Published in:
Open Access
01-12-2018 | Research article
Impact of matrix-assisted laser desorption/ionization time of flight mass spectrometric evaluation on the clinical outcomes of patients with bacteremia and fungemia in clinical settings lacking an antimicrobial stewardship program: a pre-post quasi experimental study
Authors:
Yong Duk Jeon, Hye Seong, Dokyun Kim, Mi Young Ahn, In Young Jung, Su Jin Jeong, Jun Yong Choi, Young Goo Song, Dongeun Yong, Kyungwon Lee, June Myung Kim, Nam Su Ku
Published in:
BMC Infectious Diseases
|
Issue 1/2018
Login to get access
Abstract
Backgrounds
Several studies have evaluated the impact of matrix-assisted laser desorption/ionization time-of-flight (MALDI-TOF) mass spectrometry (MS) combined with antimicrobial stewardship in patients with positive blood cultures; clinical outcomes improved.

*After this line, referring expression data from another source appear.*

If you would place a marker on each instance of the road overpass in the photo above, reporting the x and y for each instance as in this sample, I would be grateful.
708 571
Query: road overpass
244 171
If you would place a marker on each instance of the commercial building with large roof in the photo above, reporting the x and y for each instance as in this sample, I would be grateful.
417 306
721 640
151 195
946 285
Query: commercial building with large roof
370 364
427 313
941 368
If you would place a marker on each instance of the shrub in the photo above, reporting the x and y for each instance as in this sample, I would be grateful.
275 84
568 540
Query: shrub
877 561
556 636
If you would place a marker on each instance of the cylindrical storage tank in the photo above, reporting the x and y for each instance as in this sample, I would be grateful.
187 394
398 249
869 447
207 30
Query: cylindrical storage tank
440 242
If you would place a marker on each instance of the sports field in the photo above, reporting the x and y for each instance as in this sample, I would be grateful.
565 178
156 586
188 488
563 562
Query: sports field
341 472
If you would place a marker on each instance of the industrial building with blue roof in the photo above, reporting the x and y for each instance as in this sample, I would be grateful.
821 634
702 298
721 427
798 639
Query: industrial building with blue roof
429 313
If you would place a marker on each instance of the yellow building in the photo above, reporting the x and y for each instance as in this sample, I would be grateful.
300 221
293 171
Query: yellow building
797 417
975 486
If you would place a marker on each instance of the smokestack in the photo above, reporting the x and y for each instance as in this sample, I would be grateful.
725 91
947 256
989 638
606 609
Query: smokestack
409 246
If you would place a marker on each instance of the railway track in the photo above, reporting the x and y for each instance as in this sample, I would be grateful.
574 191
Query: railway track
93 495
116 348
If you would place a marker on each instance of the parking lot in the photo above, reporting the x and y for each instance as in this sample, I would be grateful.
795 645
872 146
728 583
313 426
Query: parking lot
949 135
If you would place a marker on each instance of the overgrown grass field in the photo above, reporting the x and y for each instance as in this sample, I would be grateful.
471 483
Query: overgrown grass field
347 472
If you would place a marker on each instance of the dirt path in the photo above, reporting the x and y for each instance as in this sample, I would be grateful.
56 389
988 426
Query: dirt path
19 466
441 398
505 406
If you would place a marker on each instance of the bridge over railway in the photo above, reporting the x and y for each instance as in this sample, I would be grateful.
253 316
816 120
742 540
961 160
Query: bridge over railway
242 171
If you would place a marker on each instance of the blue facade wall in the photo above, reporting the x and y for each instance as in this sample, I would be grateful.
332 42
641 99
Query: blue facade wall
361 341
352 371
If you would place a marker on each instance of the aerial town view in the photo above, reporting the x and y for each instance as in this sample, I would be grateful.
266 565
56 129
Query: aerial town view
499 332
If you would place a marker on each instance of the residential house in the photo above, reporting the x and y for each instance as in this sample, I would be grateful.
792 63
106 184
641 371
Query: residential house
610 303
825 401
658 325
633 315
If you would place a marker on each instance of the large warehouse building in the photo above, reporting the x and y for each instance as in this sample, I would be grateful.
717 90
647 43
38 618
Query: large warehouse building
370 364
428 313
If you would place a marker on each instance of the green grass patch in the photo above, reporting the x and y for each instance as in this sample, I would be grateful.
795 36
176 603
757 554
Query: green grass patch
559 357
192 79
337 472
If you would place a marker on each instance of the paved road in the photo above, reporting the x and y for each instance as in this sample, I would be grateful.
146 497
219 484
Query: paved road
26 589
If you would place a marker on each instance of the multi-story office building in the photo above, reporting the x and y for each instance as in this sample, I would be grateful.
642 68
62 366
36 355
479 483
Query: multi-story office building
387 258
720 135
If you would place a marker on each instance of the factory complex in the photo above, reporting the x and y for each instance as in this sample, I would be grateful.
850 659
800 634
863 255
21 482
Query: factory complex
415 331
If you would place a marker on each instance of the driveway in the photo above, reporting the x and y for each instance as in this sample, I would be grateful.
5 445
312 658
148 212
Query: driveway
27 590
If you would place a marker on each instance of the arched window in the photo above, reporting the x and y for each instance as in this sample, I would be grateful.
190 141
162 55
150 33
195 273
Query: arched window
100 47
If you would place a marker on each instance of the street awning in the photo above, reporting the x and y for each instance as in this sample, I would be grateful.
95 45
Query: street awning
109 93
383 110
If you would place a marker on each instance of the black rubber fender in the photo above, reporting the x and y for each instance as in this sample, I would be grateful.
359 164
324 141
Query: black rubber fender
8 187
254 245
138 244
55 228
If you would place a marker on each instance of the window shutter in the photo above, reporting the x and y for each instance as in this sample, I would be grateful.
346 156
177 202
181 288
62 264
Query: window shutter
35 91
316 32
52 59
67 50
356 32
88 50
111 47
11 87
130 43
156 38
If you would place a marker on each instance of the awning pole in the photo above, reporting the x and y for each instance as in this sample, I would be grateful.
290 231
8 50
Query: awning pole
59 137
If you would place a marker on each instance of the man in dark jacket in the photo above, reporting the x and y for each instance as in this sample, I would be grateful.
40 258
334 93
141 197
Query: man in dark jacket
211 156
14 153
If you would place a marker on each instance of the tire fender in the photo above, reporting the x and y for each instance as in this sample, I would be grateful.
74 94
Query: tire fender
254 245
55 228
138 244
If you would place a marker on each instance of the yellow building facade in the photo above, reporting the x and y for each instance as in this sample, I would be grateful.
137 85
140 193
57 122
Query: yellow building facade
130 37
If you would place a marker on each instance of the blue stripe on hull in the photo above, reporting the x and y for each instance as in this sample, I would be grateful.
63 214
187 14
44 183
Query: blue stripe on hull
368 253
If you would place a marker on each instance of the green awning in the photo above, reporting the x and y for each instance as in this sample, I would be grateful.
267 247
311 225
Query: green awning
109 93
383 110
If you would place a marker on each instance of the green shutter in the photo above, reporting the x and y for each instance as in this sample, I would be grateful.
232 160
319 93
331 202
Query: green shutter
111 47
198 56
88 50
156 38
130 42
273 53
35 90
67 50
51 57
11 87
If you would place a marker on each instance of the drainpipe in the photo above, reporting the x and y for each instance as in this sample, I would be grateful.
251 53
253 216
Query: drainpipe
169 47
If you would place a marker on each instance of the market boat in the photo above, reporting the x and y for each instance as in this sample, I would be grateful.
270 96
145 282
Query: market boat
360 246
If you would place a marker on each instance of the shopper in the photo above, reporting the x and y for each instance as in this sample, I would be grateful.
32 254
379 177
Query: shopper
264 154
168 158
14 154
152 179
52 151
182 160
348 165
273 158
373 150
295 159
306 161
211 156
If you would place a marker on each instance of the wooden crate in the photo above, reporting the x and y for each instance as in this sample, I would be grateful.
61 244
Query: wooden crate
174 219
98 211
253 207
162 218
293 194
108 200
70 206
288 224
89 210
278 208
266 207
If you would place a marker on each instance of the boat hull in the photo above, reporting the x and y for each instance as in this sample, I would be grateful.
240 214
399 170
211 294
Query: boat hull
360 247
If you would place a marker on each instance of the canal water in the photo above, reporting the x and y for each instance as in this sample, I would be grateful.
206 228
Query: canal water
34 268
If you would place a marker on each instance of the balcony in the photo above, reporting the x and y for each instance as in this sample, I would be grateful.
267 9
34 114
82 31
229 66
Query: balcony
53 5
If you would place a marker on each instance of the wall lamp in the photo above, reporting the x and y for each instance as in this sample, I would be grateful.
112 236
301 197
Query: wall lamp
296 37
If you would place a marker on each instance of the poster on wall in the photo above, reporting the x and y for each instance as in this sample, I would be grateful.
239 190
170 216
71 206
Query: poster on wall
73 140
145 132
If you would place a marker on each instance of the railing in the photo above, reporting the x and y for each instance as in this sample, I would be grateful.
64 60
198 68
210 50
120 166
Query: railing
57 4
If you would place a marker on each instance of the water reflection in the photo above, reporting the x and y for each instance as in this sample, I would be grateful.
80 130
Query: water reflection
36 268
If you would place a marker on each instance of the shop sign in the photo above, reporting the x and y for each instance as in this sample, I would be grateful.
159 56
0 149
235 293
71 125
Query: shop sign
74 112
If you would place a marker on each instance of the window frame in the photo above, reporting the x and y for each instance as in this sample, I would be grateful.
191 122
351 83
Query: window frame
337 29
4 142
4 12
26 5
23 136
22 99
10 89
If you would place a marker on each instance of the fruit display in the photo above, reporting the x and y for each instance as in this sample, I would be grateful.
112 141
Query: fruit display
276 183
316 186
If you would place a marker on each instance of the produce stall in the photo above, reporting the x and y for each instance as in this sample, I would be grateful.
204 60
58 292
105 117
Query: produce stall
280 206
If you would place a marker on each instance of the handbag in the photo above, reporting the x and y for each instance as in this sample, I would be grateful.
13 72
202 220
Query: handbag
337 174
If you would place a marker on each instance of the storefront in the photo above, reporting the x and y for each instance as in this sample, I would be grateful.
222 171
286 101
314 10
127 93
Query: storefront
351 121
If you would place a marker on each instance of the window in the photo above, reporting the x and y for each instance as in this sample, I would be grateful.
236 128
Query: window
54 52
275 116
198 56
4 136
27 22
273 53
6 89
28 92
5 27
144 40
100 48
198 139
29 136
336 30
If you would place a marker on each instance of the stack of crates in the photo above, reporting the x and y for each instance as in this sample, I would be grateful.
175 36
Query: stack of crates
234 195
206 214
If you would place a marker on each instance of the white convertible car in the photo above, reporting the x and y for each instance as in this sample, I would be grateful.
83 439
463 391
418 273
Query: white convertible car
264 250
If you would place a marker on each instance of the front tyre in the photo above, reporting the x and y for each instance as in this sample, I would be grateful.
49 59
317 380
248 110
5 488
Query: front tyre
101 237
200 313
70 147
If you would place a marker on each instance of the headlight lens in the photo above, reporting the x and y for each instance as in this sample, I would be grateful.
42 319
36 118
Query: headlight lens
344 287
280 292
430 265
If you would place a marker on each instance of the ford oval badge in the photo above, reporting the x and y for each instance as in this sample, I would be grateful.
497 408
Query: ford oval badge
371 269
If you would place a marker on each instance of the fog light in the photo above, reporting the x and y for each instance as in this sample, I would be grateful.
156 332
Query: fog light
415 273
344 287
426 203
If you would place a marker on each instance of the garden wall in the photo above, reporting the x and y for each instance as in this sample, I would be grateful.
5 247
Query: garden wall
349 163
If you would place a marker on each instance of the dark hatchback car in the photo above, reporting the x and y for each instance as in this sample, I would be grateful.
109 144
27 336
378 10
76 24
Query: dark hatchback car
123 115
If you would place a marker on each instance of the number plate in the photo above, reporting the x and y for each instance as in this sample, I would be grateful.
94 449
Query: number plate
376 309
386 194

However, in many hospitals, antimicrobial stewardship is not available because of restricted medical resources. Thus, we investigated the impact of evaluation by MALDI-TOF MS on the clinical outcomes of patients with bacteremia and fungemia treated in a clinical setting lacking an antimicrobial stewardship program (ASP).
Methods
We designed a pre–post quasi experimental study and retrospectively reviewed the medical records of patients aged > 18 years old with bacteremia and fungemia during two periods: October–December 2012 and October–December 2013. Conventional methods were used to detect microbial pathogens in 2012, and MALDI-TOF MS was employed in 2013. Clinical outcomes compared between periods were the time to pathogen identification, time to effective therapy, 30-day all-cause mortality, time to microbiological clearance, length of ICU stay, and rate of recurrence of the same bloodstream infection (BSI).
Results
A total of 556 patients were enrolled; 302 patients in 2012, and 254 in 2013. The use of MALDI-TOF MS without an ASP reduced the time to pathogen identification (86.4 vs. 63.5 h, P < 0.001) but did not significantly reduce the time to effective therapy (27.4 vs. 23.2 h, P = 0.187). Also, none of the following differed significantly between the two periods: mortality (17.5 vs. 15.7%, P = 0.571), the time to microbiological clearance (3.6 vs. 3.7 days, P = 0.675), the length of ICU stay (16.8 vs. 14.7 days, P = 0.706), and the recurrence rate of the same BSI (5.0 vs. 2.8%, P = 0.183).
Conclusions
The use of MALDI-TOF MS alone in a setting lacking an ASP did not afford clinical benefits. An ASP combined with MALDI-TOF MS is necessary to improve clinical outcomes.